In cryptocurrency liquid staking, each participant contributes a certain amount of cryptocurrency towards the goal of earning a reward for validating transactions on a blockchain network. The more cryptocurrency a participant contributes, the greater their stake in the network will be.
Just as the group of people in the house buying scenario share in the ownership of the house based on their contribution, participants in a cryptocurrency liquid staking pool share in the rewards earned from validating transactions on the blockchain network based on their contribution.
The house in this analogy represents the blockchain network and the money contributed by each person represents the cryptocurrency that is staked. Just as the group of people work together to achieve the goal of buying a house, the participants in a cryptocurrency liquid staking pool work together to validate transactions and earn rewards on the blockchain network."
Applications of blockchain technology are evolving. Each new application is overcoming the current challenges faced by applications. Currently, while staking your crypto assets, users require a particular account of tokens to stake; these tokens are locked for a specific time and are illiquid. This is where liquid staking comes in to solve the problems stated above.
Staking is a type of consensus mechanism that allows users to secure the network.
So then, what exactly is liquid staking?
Liquid Staking in a Nutshell
Liquid staking is a way to keep the benefits of normal staking while maintaining the flexibility to use your assets. Besides, stakers receive liquid staking derivatives in exchange for staking their assets, representing their claim on the underlying stake pool and its yield.
In contrast to traditional staking, liquid staking improves capital efficiency. As such, stakers can use staked assets in the ecosystem for lending, trading, and as collateral, thereby lowering the opportunity cost of locking assets up for staking.
One of the risks is the potential for the underlying asset's value to decline. If the asset's value falls, your returns from liquid staking may also decrease.
We can use delta-neutral positions to overcome this risk. We are interested in the PoS chains, which allow the unstaking and claiming of your assets. For instance, Ethereum does not fit as the stakers cannot redeem the principal until the future chain upgrade.
A Real-life Use Case of Liquid Staking in Cryptocurrency
For example, OKCNetwork has launched liquid staking of the OKT token - stOKT. OKX Chain is an EVM, and IBC-compatible L1 built on Cosmos.
stOKT represents the account's share of the total amount of OKT staked on OKT Liquid Staking.
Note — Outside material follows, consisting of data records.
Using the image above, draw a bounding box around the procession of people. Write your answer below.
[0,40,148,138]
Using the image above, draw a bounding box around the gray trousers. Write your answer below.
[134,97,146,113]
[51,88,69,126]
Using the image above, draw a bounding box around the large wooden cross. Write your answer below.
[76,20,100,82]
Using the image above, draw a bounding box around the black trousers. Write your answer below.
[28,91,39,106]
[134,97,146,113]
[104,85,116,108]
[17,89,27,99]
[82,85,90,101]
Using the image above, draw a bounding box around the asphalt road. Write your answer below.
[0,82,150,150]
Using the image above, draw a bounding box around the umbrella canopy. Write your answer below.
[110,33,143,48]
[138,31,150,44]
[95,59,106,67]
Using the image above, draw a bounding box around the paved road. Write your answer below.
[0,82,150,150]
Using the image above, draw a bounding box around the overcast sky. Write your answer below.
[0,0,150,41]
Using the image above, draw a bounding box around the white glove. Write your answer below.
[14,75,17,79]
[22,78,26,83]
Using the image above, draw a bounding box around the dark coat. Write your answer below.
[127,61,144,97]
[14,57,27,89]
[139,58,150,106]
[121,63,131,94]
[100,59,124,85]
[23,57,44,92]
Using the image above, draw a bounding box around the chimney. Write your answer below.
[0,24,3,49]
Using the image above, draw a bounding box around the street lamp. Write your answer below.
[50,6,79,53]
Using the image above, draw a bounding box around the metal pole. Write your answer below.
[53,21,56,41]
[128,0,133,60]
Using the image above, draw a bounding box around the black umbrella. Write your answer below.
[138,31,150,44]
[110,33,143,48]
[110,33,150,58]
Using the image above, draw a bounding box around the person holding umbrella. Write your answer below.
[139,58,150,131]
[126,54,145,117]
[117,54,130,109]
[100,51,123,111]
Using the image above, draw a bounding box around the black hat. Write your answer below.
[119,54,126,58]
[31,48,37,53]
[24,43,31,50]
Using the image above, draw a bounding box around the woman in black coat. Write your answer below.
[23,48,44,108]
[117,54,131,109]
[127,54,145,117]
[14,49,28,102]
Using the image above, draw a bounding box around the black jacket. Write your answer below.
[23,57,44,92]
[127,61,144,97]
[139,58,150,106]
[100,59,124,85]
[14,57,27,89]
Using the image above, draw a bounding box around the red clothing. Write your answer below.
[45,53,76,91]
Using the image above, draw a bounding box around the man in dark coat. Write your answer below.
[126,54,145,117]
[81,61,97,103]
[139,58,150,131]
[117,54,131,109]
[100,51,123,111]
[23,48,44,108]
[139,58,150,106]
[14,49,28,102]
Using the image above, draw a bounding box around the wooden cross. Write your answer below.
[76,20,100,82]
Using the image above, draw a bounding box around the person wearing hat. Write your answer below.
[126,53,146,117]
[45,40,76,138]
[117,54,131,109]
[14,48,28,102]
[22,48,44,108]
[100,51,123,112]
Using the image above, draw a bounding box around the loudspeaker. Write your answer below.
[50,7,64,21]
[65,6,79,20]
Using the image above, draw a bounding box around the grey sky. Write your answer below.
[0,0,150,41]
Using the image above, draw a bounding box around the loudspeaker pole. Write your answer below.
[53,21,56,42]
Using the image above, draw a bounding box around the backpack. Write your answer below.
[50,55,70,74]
The yield comes from redistributing the validator block rewards and depends on the number of tokens staked on the network and network activity.
The most important for the delta-neutral strategy is that stakers can claim back the principal token. In the case of stOKT, you will need to wait 14-28 days before being able to claim your funds.
To utilize the DN strategy, we need to short or borrow the OKT token and liquid-stake it to get the rewards without having price exposure to the underlying token.
There are currently no perpetual markets for OKT tokens, and very few lending markets on the OKX chain allow borrowing OKT. I expect there will be more options in the near future.
The final yield is 19.71%, with delta-neutral price exposure and a relatively safe 50% LTV. Additionally, you are holding stOKT, which you might be able to use elsewhere in DeFi to increase the yield, provide as collateral or add liquidity.
Final Thoughts
Liquid staking brings stakers the benefits of immediate liquidity, composability of staked assets, and distribution of stake across multiple validators. However, the market's liquidity for liquid staking tokens is limited, and stakers take on custody risk or smart contract risk, depending on their choice between a centralized or decentralized provider.
For Ethereum, the benefits of liquid staking have encouraged more of the supply to become staked at the possible expense of decentralization. The benefits of liquid staking extend to many blockchains, however, and the growth of liquid staking pools is an ongoing trend.